The state is working with California’s counties to encourage as much voting by mail and early voting as possible without making it onerous to cast an in-person Election Day ballot. It’s also important, officials have said, to maintain same-day registration.
That means dealing with a range of challenges, like finding larger polling places where it’s possible to space out booths — senior homes are not a good idea, for instance, Padilla noted — and getting enough personal protective gear to protect poll workers. And then there’s the matter of the poll workers themselves.
“How do we replace the seniors and retirees that have made up the Election Day work force?” he asked. Even by November, the danger posed by COVID-19 will not have completely passed, particularly for vulnerable older workers.
Padilla said his office was looking into ways to reach out to people who have recently become unemployed.
Still, he said that California was better positioned than many states.

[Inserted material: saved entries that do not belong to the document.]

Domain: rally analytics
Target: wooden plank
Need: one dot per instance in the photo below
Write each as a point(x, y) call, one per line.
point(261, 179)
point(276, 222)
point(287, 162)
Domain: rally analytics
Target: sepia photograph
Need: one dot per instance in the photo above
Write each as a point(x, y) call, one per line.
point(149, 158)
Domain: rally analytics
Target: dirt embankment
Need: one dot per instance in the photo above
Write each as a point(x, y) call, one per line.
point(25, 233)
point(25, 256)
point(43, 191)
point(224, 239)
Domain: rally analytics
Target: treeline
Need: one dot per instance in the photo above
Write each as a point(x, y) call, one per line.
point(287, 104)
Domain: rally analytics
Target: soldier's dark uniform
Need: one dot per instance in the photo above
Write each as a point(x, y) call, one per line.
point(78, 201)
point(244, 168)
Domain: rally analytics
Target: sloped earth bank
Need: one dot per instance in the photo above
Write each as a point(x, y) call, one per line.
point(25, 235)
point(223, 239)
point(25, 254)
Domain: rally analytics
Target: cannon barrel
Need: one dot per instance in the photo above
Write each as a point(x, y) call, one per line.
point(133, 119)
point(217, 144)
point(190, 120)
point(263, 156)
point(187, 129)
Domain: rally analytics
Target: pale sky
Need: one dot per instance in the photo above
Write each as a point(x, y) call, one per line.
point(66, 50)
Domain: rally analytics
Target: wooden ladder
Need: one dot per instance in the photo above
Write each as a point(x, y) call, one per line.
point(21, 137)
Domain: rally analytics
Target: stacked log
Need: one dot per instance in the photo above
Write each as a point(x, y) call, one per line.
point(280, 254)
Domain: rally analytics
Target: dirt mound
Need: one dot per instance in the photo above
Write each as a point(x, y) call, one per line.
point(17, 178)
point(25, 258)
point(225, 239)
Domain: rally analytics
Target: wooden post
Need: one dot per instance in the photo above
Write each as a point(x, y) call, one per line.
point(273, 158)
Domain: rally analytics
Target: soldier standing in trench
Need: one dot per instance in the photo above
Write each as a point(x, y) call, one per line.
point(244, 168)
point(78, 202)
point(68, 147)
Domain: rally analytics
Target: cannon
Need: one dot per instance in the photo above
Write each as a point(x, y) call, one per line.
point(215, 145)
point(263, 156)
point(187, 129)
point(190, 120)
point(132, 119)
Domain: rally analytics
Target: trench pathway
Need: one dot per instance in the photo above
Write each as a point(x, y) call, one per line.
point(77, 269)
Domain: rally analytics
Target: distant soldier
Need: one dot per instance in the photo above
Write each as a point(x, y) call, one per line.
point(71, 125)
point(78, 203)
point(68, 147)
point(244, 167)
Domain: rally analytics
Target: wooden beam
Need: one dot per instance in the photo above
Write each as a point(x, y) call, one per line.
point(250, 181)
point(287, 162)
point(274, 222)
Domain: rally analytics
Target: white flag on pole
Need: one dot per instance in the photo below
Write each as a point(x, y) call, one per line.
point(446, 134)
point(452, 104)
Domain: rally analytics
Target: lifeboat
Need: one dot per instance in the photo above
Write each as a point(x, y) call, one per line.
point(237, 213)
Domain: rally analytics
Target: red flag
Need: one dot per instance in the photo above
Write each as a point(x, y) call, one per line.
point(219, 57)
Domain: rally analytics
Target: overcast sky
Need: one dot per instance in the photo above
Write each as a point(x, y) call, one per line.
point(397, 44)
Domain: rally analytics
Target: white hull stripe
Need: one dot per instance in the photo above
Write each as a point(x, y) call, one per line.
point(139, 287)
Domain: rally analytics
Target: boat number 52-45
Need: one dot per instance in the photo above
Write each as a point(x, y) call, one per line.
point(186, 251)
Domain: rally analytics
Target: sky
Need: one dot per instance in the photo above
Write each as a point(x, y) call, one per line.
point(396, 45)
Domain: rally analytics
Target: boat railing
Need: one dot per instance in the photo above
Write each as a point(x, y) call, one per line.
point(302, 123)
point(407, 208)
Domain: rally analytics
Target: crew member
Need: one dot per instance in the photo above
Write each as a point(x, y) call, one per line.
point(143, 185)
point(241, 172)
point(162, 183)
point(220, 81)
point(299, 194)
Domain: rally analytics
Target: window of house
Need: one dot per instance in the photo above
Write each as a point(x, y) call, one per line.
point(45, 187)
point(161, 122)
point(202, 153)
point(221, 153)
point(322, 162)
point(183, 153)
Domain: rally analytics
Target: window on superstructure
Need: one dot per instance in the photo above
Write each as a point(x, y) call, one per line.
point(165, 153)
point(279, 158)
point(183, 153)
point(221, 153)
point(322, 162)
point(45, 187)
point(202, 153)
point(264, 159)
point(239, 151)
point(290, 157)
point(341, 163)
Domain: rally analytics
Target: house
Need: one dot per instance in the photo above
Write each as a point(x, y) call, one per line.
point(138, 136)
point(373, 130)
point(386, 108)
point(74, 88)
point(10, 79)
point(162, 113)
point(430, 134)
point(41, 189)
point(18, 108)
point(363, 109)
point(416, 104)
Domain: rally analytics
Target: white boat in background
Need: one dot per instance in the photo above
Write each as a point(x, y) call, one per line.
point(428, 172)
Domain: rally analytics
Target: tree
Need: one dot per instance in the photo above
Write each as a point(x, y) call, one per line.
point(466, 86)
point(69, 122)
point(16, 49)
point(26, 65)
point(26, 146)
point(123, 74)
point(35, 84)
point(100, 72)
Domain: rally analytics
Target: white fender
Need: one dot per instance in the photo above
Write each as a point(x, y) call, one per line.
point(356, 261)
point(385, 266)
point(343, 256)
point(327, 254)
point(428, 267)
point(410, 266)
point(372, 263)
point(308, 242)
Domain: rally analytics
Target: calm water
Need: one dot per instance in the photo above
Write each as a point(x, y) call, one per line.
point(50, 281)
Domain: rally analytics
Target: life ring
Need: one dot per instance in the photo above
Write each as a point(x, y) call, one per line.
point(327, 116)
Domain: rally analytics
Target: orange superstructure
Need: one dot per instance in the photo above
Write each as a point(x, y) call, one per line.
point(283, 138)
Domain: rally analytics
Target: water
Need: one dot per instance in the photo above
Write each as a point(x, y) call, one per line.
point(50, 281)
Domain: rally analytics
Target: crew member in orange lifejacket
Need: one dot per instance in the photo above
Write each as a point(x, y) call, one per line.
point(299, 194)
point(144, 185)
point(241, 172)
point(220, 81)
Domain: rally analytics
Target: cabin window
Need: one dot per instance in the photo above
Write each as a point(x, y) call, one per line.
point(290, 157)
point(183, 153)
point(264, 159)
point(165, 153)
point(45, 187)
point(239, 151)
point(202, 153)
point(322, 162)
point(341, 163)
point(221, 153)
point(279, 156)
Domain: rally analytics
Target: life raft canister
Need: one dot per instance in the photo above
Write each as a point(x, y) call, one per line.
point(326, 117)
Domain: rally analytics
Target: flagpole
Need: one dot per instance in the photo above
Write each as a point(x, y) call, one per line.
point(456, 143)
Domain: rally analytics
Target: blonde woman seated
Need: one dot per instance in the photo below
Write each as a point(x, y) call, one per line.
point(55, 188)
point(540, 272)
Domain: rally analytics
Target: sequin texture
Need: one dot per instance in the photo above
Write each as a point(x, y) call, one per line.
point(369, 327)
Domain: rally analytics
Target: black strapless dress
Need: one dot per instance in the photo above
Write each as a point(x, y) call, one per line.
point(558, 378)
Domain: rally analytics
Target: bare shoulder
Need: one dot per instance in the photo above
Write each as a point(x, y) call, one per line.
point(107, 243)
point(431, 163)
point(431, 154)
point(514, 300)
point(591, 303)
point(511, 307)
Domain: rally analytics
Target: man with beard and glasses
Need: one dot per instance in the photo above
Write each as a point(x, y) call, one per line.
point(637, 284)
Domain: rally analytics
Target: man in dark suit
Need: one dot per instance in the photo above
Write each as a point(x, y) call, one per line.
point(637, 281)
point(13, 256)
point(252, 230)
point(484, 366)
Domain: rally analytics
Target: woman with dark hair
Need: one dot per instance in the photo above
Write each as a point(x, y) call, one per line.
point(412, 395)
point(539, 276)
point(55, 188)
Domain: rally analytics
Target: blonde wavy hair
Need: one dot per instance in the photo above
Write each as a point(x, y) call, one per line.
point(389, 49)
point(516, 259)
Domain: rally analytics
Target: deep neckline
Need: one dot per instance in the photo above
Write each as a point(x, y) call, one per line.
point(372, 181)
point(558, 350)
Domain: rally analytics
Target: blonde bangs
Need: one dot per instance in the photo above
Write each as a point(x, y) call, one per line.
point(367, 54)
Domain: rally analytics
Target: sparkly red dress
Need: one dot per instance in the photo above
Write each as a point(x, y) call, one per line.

Millions of Golden State voters already receive mail-in ballots without having to request them and can vote in person starting 10 days before Election Day, under the Voter’s Choice Act.
And while new voting centers in Los Angeles County were dogged by long lines on Super Tuesday, experts said that was probably because officials rolled out several major changes to the county’s voting systems at once.
A spokesman for the Los Angeles County Registrar-Recorder’s office said in an email that the county was “exploring the feasibility of sending every registered voter” a vote-by-mail ballot for the November election and that the office was working on a report analyzing what the county can do to prevent the long lines in the future.
And late last month, the governor ordered that every voter in the 25th Congressional District will get a ballot in the mail ahead of a special election on May 12.
That’s where residents are set to decide who will fill the vacancy left by Katie Hill until the results of the November election determine her full-term successor.
Similarly, Riverside County voters in the 28th State Senate District will all receive vote-by-mail ballots ahead of its May 12 special election.
Gov. Newsom’s office also announced an executive order switching three special local elections in May and June to exclusively mail-in ballots.